The season for fasting from ungrace...

It has been noted that in his autobiography the German philosopher Friedrich
Nietzche told others of "his ability to 'smell the inmost parts of every soul - especially the abundant hidden dirt at the bottom of many a character.' Our calling as people of faith is to do the opposite - to smell the residue of hidden worth" in every soul and person. (Philip Yancey, Grace, p. 93) Such is one of the childlike qualities those who follow Jesus are asked to cultivate, practice and celebrate.

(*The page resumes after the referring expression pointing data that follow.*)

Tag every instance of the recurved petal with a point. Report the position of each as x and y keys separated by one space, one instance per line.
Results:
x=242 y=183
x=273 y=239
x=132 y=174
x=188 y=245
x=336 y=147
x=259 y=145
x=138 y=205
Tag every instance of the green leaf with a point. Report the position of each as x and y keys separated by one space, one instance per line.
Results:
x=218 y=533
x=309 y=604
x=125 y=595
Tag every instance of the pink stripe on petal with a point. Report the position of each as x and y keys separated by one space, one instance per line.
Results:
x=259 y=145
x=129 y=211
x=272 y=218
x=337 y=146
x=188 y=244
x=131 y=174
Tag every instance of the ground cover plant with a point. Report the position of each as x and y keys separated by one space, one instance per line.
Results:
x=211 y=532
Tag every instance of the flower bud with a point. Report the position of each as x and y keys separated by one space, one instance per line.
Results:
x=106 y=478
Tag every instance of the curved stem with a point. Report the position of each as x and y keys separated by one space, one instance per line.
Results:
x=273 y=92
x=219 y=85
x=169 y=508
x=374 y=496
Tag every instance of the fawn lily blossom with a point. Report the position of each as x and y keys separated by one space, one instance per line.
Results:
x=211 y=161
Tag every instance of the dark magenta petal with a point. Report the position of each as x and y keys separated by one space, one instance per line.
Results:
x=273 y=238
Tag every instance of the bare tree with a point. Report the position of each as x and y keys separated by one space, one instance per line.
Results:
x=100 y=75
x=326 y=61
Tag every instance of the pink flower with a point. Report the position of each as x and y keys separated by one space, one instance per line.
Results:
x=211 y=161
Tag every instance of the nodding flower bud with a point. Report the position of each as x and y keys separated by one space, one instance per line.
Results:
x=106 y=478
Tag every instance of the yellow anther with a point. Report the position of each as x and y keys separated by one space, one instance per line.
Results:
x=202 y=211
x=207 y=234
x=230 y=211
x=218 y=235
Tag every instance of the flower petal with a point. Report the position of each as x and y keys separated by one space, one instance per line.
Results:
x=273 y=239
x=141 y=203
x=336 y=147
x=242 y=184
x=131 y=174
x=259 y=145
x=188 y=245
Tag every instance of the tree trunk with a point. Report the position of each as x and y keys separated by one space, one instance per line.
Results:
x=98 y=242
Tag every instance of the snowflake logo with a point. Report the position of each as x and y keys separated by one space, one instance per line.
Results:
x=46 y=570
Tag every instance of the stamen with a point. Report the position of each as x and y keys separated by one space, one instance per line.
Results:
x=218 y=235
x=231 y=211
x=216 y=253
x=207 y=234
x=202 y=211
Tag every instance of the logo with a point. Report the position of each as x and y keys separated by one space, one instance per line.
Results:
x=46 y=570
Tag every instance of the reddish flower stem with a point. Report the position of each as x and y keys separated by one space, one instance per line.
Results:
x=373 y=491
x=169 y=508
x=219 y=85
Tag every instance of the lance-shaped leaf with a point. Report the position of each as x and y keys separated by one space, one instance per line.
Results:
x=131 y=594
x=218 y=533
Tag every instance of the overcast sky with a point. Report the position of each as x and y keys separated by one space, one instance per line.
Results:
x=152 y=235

This week, as I prepare for the feast of Pentecost, this is a clue about how I am being encouraged by the Holy Spirit. I have the sense that this week's time in worship is going to be unlike anything we've done before - the specifics of the festival are still being discerned even at this late date - but the heart of the celebration is clear: RADICAL HOSPITALITY BORN OF UNENDING GRACE. How else can we live? There is already too much pain, cynicism, greed and violence for a hundred life times. The only alternative - even antidote - is grace. 

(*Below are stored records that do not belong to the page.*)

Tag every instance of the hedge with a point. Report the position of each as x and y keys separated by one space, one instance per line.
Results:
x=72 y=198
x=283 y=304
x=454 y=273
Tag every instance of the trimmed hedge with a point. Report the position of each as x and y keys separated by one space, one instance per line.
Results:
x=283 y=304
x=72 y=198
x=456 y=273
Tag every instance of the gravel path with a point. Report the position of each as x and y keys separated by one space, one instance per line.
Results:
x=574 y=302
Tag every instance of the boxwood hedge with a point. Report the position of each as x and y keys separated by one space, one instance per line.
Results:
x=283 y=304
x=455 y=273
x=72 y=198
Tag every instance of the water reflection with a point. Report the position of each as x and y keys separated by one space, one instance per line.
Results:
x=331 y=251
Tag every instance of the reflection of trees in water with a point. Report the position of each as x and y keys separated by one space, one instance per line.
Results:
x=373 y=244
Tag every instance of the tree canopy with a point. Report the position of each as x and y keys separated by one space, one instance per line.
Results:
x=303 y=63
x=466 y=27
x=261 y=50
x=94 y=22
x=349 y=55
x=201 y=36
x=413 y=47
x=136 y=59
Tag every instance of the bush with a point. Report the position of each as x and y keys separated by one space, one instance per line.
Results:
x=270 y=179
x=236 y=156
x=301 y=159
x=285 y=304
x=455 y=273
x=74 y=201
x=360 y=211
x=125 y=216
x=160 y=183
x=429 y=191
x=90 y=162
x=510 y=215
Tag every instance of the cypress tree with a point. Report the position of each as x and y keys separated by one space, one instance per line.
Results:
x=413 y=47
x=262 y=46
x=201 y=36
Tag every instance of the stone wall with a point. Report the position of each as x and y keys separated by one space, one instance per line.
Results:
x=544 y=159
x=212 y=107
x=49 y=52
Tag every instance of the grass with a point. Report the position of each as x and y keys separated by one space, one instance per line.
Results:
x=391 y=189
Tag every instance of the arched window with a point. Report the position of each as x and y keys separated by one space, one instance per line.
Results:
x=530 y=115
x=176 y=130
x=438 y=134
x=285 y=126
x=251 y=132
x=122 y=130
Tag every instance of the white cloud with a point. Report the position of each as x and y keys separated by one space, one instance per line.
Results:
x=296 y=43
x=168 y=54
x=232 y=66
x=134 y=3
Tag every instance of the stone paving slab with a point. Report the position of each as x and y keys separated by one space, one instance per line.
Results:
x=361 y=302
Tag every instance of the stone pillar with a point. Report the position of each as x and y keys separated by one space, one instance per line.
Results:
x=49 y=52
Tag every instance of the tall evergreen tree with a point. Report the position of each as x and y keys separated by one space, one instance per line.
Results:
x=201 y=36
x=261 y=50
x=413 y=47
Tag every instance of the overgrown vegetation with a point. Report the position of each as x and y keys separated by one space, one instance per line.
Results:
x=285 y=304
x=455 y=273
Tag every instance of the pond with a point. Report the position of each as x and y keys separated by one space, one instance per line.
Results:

Grace challenges injustice and calls into question discrimination and oppression. Grace feeds the soul from the inside out and refuses to fall into the trap of useless personal dramas. Think of it like this: the opposite of grace might be called ungrace and ungrace takes a variety of forms:

In the United States, a supposedly egalitarian society, young girls are offered an ideal image defined by beautiful, skinny models - so teenage girls will starve themselves to death in an attempt to reach that idea. Other societies have refined the art of ungrace through rigid social systems based on class, race or caste. South Africa used to assign every citizen one of four categories: white, black, colored or Asian. When Japanese investors objected, the government invented a new category: honorary white person. India's caste system was so labyrinthine that in the 1930s the British discovered a new caste they had not encountered in their three centuries of colonization: assigned the role of washing the clothes of the untouchables, these poor creatures believed they would contaminate higher casts by sight, so they emerged only at night and avoided all contact with other human beings. Yancey, p. 77)

The longer I live - and the more I encounter wounded and broken souls - the more I find I have in common with them:  we ALL ache for grace. For me, the season of Pentecost and Ordinary Time might better be called our season for fasting from ungrace!